Hiçbir şey söylemeden arkamı dönüp ilerlemeye başlıyorum. Yürürken anlık bir sessizlik çınlıyor geride, hemen ardından peşimden gelen adımların sesini duyuyorum. Onun beni durduracağını anlayınca ellerim öfkeli birer yumruk halini alıyor. Kolumdan tuttuğunu hissettiğimdeyse benden bağımsız olarak havalanıyor yumruklarım. Göğsüne rastgele bir darbe geçirerek onu hışımla kendimden uzaklaştırıyorum.
"Dokunma bana!"
Omuzlarıma sabitlenmiş avuçları kayarak aşağı iniyor. Geri çekilirken ellerini teslim olur gibi bir tavırla havaya kaldırdığını görüyorum.
"Tamam, dokunmuyorum." diyor bir av hayvanını ürkütmemeye çalışır gibi. "Az önce ne duydun bilmiyorum fakat açıklama yapmama-"
Gülüyorum. Dudaklarımdan küçümseyici bir nefesle birlikte ufak bir nida dökülüyor. Ne açıklamasından bahsediyor ki?
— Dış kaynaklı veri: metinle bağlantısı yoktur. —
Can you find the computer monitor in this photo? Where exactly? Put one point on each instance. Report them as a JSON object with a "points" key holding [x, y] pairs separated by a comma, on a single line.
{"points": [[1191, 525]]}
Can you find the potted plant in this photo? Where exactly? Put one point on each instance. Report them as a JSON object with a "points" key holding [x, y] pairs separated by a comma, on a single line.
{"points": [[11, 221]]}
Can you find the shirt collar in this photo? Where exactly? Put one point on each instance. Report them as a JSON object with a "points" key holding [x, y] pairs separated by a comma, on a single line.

Gerekli tüm açıklama onun birkaç metre gerisinde durmuş bana bakıyor zaten. Begüm'le göz göze geldiğinde kusmamak için yapabileceğim tek şeyi yapıyorum; sırtımı tekrar onlara dönüp yürümeye başlıyorum.
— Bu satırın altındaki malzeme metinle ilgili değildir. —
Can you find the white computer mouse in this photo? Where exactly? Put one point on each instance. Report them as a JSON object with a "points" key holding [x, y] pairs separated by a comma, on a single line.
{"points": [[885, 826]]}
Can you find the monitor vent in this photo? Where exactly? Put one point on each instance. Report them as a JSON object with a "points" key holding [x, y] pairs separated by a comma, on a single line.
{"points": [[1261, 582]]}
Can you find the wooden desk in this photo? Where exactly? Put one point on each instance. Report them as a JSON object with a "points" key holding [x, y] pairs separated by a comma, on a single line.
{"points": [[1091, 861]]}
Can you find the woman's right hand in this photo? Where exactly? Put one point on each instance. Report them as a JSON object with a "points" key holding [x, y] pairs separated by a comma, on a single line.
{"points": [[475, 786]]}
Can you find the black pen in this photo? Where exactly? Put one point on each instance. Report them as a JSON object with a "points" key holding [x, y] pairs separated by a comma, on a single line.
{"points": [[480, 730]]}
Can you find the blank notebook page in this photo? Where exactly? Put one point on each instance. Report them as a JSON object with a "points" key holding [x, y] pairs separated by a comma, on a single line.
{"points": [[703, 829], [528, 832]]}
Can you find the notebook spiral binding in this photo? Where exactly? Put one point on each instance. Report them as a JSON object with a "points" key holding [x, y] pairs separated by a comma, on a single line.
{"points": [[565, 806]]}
Attığım her adımla birlikte duyduklarım tekrar tekrar zihnimde yankılanıyor. Fakat az evvel odada gördüğüm tehditkar adamla, buraya gelmeden önce göğsüne yaslanıp boğazın sularını izlediğim sevgi dolu adamı asla bağdaştıramıyorum. Gerçi, ben onun hiçbir kimliğini bir diğeriyle bağdaştıramamıştım zaten.
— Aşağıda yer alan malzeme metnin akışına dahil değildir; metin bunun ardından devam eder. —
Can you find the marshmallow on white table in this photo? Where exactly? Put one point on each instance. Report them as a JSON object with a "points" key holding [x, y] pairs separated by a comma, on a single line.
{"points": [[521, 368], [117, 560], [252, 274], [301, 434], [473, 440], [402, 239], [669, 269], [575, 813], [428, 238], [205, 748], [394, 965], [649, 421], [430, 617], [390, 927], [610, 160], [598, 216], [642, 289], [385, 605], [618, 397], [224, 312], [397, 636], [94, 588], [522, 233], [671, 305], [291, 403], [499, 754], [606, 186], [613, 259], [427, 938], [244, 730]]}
Tanıştığımız gün gördüğüm nazik ve entelektüel adamla, Arzu'nun sevgilisi olan umursamaz züppe bambaşka insanlardı. Üç yıl önce onu tesadüfen mühendislik fakültesindeki atölyede çalışırken gördüğümde sorumluluklarının arasında kendini bile unutmuş bir adam vardı. Arkadaşlarının yanında neşeli ve eğlenceli bir insan oluyordu Aras. Arzu öldükten sonraysa gözümde şifreli bir labirente dönüşmüş, onun hep bir şeylerin peşinde olduğunu görmüştüm.
Ve tüm bu farklı kişilikleri bilmeme rağmen son zamanlarda Aras'ı tanıdığımı sanmaya başlamıştım. Bedeninin sıcaklığına aşina oldukça ona karşı hissettiğim yabancılık kayboluyordu. Uyurken nefes alışlarının sıklığını biliyordum. Kokusunda büyülü bir şeyler olduğunu, istediği zaman sesiyle insana sarılabildiğini, çoğu zaman derin uykuya dalamadığını fakat onu tamamen uyandırmanın da ne çok zor olduğunu biliyordum artık. Ve tüm bunları bilmenin, beni sihirbazın maskesinin altındaki yüze ulaştıracağına inanmıştım.
"Melek!"
Merdivenlerin sonuna geldiğimde dönüp arkama bakmıyorum bile. Bir kez daha kolumdan tutarak beni durduruyor.
"İçeride duyduğun o sevk-"
Kolumu çekiyorum hışımla. "Bırak dedim!"
"Bırakamam!" diyor inatçı bir tavırla beni kendine çekerek. Yüzümü ellerinin arasına aldığında bir kez daha o tavşana dönüşüyorum. Yanaklarımdaki yaşları silerken yalvarır gibi bir tonla konuşuyor. "Begüm'ün laflarının doğru olmadığını sen de biliyorsun. Kocası alt düzey bir diplomat, söylediği her şey-"
"Ruh hastası mısın sen?!" diye bağırıyorum öfkeyle onu iterek. "Ne yalanı, Aras? Begüm'ün sözlerine bir kez bile itiraz etmedin-"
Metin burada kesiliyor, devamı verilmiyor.